Despite being on a 14-week delay, orders are still coming in from consumers. The company is currently on a back order of approximately 2,000 units.

No matter if it’s an average golfer or a tour pro, the demand for at home solutions has soared.

Even though some of the world’s best are taking the time off to relax, quite a few are now starting to get back into the mindset of competitive golf.

Trott has continuously stayed in contact with the tour pros TaylorMade represents, and while Jon Rahm has taken this opportunity to focus on engaging with his social media following and creating a zen-like headspace, all of the players are moving into that tournament mentality.

Technology has helped them get to this point and will continue to help them as we ramp back up toward competitive golf.

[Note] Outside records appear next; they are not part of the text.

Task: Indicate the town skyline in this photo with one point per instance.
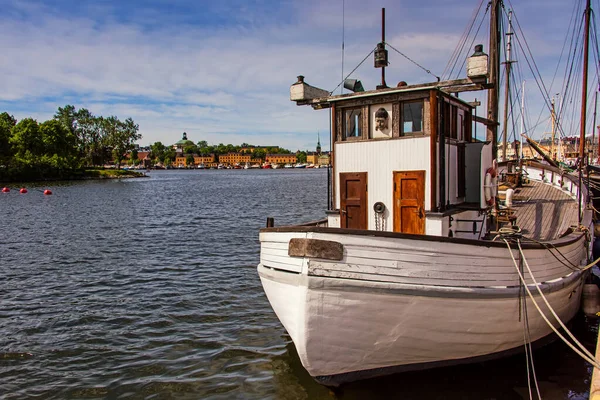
(221, 71)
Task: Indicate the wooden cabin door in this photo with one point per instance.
(353, 199)
(409, 202)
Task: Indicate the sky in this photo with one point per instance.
(221, 70)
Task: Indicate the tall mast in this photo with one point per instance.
(506, 87)
(553, 117)
(492, 130)
(586, 45)
(522, 118)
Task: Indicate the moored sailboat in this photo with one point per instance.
(417, 264)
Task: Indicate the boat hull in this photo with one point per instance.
(367, 315)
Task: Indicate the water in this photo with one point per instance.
(147, 288)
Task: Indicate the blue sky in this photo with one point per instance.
(221, 70)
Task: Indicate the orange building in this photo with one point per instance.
(234, 158)
(206, 159)
(281, 158)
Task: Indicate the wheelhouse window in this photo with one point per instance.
(412, 117)
(352, 123)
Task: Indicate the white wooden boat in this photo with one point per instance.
(411, 269)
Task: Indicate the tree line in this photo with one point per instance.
(64, 145)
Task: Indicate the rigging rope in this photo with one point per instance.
(413, 61)
(351, 72)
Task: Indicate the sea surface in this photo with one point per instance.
(147, 289)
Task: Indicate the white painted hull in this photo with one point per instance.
(403, 302)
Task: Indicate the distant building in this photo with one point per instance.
(252, 149)
(281, 158)
(181, 144)
(234, 158)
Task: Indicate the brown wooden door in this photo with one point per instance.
(353, 198)
(409, 202)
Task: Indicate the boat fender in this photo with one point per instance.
(379, 207)
(489, 186)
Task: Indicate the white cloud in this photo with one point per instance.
(219, 83)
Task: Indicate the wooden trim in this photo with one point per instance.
(433, 117)
(391, 98)
(396, 119)
(365, 122)
(417, 200)
(560, 242)
(360, 203)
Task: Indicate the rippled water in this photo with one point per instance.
(147, 288)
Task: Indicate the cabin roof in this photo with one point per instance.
(387, 91)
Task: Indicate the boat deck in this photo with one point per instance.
(543, 212)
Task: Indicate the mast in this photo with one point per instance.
(522, 118)
(492, 130)
(507, 87)
(553, 117)
(586, 46)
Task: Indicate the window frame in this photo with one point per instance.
(401, 127)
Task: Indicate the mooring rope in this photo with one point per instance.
(586, 355)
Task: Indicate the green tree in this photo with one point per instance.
(301, 156)
(134, 157)
(57, 139)
(157, 151)
(26, 140)
(189, 160)
(67, 116)
(7, 122)
(89, 136)
(120, 136)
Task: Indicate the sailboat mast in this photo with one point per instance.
(506, 87)
(492, 129)
(586, 45)
(522, 118)
(553, 118)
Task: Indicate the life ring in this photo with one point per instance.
(379, 207)
(489, 186)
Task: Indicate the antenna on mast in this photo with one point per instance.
(343, 39)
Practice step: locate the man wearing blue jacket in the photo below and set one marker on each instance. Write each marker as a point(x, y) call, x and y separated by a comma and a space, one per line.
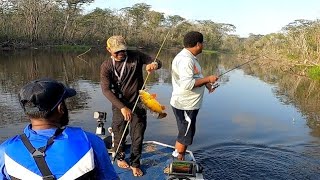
point(48, 148)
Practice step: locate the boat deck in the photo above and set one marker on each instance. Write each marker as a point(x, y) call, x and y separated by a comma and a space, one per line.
point(155, 158)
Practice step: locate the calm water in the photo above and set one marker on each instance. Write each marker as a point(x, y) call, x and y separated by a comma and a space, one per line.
point(257, 125)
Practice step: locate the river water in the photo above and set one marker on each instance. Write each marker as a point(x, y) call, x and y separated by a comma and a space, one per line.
point(258, 124)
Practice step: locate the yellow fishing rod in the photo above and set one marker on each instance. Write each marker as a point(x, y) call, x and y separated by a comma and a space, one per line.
point(135, 104)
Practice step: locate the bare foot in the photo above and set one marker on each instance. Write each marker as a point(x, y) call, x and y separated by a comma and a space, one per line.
point(136, 171)
point(122, 164)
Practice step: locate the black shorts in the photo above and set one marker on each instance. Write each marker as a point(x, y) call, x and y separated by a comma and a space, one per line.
point(186, 122)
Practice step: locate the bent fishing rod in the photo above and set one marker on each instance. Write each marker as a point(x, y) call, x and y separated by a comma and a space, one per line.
point(135, 104)
point(215, 85)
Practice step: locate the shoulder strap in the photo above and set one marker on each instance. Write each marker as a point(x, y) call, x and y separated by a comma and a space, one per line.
point(38, 154)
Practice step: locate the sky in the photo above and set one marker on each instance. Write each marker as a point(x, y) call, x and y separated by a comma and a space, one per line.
point(249, 16)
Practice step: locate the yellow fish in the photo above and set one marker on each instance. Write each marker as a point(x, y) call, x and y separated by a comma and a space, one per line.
point(149, 100)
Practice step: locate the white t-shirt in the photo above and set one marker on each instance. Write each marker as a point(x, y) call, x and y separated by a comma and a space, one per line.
point(185, 70)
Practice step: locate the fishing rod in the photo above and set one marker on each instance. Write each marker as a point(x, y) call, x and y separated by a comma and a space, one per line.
point(217, 85)
point(135, 104)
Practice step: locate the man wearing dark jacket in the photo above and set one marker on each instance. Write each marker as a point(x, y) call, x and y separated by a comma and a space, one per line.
point(121, 79)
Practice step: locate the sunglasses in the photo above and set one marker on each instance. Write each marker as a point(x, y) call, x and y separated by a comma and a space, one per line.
point(122, 51)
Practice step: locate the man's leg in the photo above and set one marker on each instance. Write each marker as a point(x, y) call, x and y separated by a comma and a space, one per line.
point(186, 123)
point(137, 129)
point(118, 125)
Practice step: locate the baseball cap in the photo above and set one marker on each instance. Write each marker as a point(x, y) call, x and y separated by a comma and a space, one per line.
point(116, 43)
point(43, 95)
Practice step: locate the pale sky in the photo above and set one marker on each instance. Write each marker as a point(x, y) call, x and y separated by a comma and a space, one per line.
point(249, 16)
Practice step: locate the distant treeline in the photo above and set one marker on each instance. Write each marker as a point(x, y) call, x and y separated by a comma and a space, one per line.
point(26, 23)
point(49, 22)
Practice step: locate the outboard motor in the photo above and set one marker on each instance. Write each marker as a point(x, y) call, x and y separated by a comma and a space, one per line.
point(101, 131)
point(101, 119)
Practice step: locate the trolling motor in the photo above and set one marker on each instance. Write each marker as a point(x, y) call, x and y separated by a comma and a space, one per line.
point(101, 119)
point(101, 131)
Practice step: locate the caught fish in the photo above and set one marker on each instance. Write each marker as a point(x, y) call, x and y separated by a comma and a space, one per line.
point(149, 100)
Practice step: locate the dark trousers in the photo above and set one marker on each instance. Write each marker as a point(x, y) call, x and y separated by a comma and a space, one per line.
point(137, 127)
point(186, 130)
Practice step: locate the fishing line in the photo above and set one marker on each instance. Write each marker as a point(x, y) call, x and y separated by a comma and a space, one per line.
point(135, 104)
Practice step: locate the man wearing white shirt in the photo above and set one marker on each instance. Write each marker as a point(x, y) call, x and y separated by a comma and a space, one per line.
point(188, 88)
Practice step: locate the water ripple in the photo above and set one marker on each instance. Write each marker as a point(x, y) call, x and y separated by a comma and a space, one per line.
point(255, 161)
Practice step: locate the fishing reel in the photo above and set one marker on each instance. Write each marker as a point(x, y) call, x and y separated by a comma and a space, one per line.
point(214, 86)
point(101, 119)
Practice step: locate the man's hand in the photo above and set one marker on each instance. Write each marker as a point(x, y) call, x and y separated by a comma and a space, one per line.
point(151, 67)
point(127, 114)
point(209, 87)
point(212, 79)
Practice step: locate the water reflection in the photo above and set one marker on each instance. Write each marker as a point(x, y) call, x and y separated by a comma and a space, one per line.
point(253, 126)
point(291, 89)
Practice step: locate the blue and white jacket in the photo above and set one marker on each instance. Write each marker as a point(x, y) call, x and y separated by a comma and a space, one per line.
point(73, 154)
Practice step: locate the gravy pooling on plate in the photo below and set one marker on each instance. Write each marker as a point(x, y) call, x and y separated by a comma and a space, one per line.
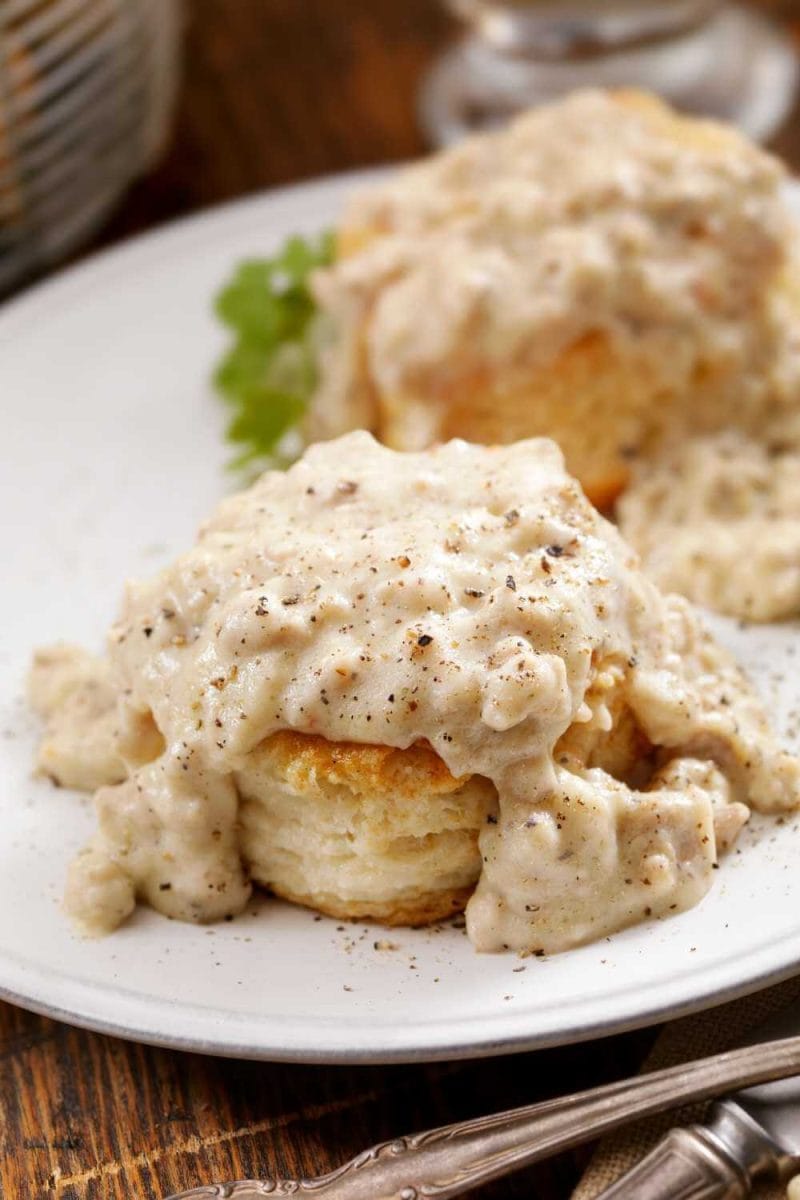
point(464, 600)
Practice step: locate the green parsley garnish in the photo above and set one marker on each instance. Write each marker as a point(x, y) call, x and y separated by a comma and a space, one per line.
point(270, 372)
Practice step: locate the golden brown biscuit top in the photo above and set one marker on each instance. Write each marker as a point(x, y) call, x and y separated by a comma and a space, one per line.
point(469, 598)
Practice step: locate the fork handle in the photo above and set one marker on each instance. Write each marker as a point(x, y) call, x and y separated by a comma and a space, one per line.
point(446, 1162)
point(685, 1165)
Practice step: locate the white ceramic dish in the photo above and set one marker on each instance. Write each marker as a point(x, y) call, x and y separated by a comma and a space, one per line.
point(112, 454)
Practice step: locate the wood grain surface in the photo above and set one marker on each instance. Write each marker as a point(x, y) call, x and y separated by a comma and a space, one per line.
point(275, 90)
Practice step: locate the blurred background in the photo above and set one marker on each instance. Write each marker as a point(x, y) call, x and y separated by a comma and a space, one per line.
point(116, 115)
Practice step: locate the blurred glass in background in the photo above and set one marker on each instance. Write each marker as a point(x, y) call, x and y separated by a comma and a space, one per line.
point(723, 60)
point(86, 88)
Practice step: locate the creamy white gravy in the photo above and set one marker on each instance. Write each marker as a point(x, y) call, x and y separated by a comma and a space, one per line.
point(591, 215)
point(468, 597)
point(583, 216)
point(719, 520)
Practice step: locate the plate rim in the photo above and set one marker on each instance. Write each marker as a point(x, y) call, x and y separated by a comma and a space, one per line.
point(88, 1006)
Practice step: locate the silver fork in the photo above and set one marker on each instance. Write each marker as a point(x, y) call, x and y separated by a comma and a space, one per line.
point(458, 1157)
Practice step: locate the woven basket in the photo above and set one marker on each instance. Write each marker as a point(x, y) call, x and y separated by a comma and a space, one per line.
point(86, 88)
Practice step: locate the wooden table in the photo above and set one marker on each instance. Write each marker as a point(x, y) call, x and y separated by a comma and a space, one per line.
point(275, 90)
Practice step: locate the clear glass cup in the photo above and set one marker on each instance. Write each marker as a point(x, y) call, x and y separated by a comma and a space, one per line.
point(723, 60)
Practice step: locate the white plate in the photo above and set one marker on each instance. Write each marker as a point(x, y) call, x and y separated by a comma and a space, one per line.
point(112, 454)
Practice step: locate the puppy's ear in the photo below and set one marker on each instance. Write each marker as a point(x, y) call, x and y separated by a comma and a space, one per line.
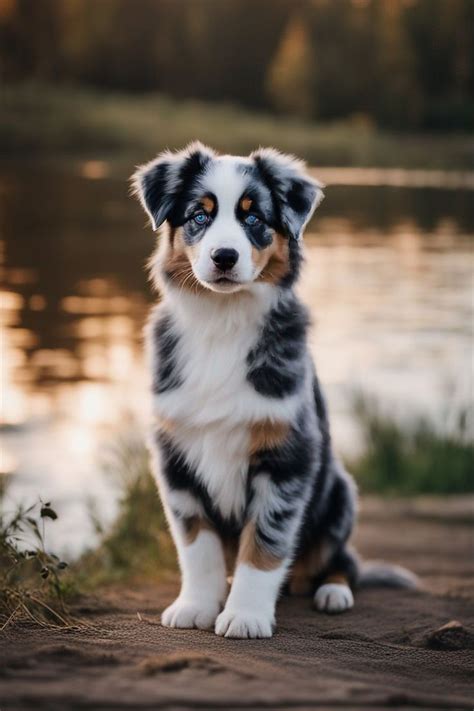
point(159, 183)
point(296, 195)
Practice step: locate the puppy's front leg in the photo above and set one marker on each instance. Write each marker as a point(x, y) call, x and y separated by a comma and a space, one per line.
point(264, 556)
point(203, 576)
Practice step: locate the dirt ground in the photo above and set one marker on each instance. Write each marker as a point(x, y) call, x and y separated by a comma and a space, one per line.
point(389, 651)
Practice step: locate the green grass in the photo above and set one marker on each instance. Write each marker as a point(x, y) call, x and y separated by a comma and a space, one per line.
point(58, 121)
point(34, 582)
point(406, 458)
point(413, 457)
point(138, 544)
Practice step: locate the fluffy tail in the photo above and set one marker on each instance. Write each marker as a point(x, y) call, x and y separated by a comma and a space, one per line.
point(384, 575)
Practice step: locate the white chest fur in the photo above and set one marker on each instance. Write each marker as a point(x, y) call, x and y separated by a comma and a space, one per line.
point(213, 408)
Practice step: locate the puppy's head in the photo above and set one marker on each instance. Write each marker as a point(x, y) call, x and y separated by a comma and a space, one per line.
point(232, 221)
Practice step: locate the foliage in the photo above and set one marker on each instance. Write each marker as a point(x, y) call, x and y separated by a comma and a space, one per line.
point(413, 456)
point(137, 544)
point(32, 581)
point(403, 65)
point(52, 121)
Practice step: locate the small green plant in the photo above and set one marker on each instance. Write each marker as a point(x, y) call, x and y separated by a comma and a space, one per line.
point(31, 577)
point(413, 456)
point(137, 545)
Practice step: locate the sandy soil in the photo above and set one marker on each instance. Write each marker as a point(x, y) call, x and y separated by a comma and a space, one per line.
point(388, 651)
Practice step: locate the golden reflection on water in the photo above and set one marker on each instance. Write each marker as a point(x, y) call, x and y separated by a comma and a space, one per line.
point(389, 285)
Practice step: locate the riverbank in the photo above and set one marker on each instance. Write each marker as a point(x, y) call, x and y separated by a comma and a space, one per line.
point(393, 649)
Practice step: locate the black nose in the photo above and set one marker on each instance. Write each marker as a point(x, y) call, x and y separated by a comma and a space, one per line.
point(224, 258)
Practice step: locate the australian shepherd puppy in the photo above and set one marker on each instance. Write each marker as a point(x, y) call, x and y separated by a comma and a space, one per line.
point(241, 445)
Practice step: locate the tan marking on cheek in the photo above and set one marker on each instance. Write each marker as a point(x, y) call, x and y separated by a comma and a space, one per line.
point(267, 435)
point(177, 261)
point(274, 260)
point(193, 527)
point(208, 203)
point(252, 554)
point(307, 567)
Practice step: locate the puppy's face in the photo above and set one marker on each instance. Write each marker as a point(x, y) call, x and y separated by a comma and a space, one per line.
point(230, 219)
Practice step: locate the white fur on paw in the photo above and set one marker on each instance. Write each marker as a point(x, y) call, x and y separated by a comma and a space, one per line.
point(334, 597)
point(187, 614)
point(244, 624)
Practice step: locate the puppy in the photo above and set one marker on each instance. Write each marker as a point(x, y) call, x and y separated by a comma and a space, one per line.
point(241, 445)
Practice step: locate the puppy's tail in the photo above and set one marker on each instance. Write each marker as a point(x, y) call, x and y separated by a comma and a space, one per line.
point(378, 574)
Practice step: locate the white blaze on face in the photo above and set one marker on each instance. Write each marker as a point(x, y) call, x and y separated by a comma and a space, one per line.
point(228, 183)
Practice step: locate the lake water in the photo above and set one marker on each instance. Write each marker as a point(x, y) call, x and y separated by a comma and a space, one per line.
point(388, 280)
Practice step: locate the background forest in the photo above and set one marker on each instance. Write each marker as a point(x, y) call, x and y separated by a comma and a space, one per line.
point(398, 64)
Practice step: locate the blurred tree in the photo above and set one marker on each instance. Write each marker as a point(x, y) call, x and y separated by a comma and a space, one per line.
point(291, 77)
point(399, 63)
point(397, 99)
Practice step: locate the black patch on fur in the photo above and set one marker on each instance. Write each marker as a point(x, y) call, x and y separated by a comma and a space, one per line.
point(156, 193)
point(165, 343)
point(193, 166)
point(192, 232)
point(275, 364)
point(181, 477)
point(297, 198)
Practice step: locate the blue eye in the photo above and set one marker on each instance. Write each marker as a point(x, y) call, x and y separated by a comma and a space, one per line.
point(252, 220)
point(201, 218)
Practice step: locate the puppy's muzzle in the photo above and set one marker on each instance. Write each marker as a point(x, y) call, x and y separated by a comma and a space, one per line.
point(224, 258)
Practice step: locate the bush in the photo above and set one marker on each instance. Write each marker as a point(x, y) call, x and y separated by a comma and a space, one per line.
point(414, 456)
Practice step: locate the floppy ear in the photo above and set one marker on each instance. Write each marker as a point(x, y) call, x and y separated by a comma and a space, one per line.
point(296, 195)
point(159, 183)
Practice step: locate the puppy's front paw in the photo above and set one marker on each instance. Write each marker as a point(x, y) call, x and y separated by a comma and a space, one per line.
point(187, 614)
point(334, 597)
point(244, 624)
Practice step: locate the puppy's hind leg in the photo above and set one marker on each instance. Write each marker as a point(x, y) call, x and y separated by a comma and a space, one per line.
point(334, 593)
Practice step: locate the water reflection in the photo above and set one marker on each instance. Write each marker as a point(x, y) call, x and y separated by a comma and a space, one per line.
point(388, 278)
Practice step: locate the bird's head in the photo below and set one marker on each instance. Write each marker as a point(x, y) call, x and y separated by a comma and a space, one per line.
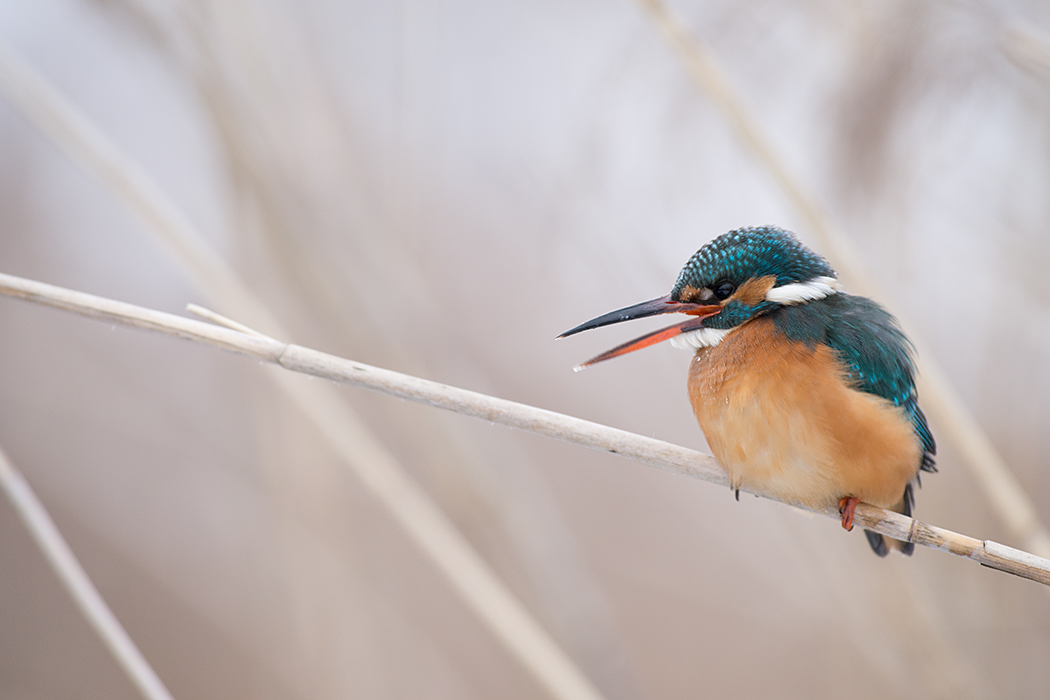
point(736, 277)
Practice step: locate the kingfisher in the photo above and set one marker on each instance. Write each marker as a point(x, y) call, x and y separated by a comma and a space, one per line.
point(803, 391)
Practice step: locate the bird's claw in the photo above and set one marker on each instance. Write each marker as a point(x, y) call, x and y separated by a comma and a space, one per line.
point(846, 507)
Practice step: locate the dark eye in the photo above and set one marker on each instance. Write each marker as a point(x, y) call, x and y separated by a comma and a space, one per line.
point(725, 290)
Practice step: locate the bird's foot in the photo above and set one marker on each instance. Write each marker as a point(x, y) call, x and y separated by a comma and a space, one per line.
point(846, 506)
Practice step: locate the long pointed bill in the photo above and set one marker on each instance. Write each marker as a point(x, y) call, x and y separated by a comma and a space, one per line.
point(652, 308)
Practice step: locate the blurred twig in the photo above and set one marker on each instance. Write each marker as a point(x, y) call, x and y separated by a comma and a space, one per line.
point(940, 399)
point(1027, 45)
point(434, 532)
point(639, 448)
point(40, 525)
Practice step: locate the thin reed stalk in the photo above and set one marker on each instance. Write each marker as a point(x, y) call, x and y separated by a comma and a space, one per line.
point(940, 400)
point(639, 448)
point(72, 576)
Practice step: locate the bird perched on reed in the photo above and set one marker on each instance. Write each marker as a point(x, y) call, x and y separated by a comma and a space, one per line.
point(803, 391)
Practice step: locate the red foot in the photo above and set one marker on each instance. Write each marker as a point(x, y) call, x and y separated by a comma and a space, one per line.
point(846, 506)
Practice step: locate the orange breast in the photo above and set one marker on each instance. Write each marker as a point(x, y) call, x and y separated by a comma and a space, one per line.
point(783, 420)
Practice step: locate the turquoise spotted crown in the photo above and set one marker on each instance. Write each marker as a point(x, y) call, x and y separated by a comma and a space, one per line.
point(752, 252)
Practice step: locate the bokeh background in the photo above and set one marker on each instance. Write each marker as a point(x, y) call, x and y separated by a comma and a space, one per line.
point(440, 188)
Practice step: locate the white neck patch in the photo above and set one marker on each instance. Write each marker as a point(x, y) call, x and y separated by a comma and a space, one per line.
point(699, 338)
point(818, 288)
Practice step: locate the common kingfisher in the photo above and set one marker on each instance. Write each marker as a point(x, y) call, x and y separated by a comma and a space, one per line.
point(803, 391)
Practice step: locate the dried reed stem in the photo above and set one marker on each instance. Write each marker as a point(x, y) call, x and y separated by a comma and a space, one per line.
point(647, 450)
point(941, 401)
point(72, 576)
point(464, 569)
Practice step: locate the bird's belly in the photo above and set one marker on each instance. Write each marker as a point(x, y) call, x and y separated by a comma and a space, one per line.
point(782, 419)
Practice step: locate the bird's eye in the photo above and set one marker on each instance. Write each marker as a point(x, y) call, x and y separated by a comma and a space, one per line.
point(725, 290)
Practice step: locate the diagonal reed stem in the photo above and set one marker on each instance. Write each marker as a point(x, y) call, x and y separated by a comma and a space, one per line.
point(940, 399)
point(57, 551)
point(639, 448)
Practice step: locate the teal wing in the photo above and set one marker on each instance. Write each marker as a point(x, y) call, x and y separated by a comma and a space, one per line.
point(876, 353)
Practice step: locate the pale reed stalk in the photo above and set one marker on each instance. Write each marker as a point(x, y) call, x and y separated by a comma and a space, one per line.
point(639, 448)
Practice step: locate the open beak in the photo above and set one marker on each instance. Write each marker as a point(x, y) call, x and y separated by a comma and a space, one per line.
point(653, 308)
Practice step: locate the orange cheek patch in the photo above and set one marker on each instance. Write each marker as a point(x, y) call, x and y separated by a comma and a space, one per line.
point(753, 291)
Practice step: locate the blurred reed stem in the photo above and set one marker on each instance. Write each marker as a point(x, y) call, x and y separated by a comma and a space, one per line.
point(72, 576)
point(940, 399)
point(639, 448)
point(422, 520)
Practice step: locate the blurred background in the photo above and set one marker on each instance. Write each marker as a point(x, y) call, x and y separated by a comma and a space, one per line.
point(441, 188)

“I think a great point to get across here is that when we go back, we’re very much hitting the road in a very different way we have thus far for the simple fact that these boys aren’t going to need massive tweaks in equipment because they’re kind of already in a place where they’re good to go,” Trott said. “They were dialed in, but it’s a bit like a horse in a sprint. You’ve got to stop, that’s a fun way, so it will be interesting to see how this will go, but I think discipline will win out with these guys and how disciplined they’re being with their game.”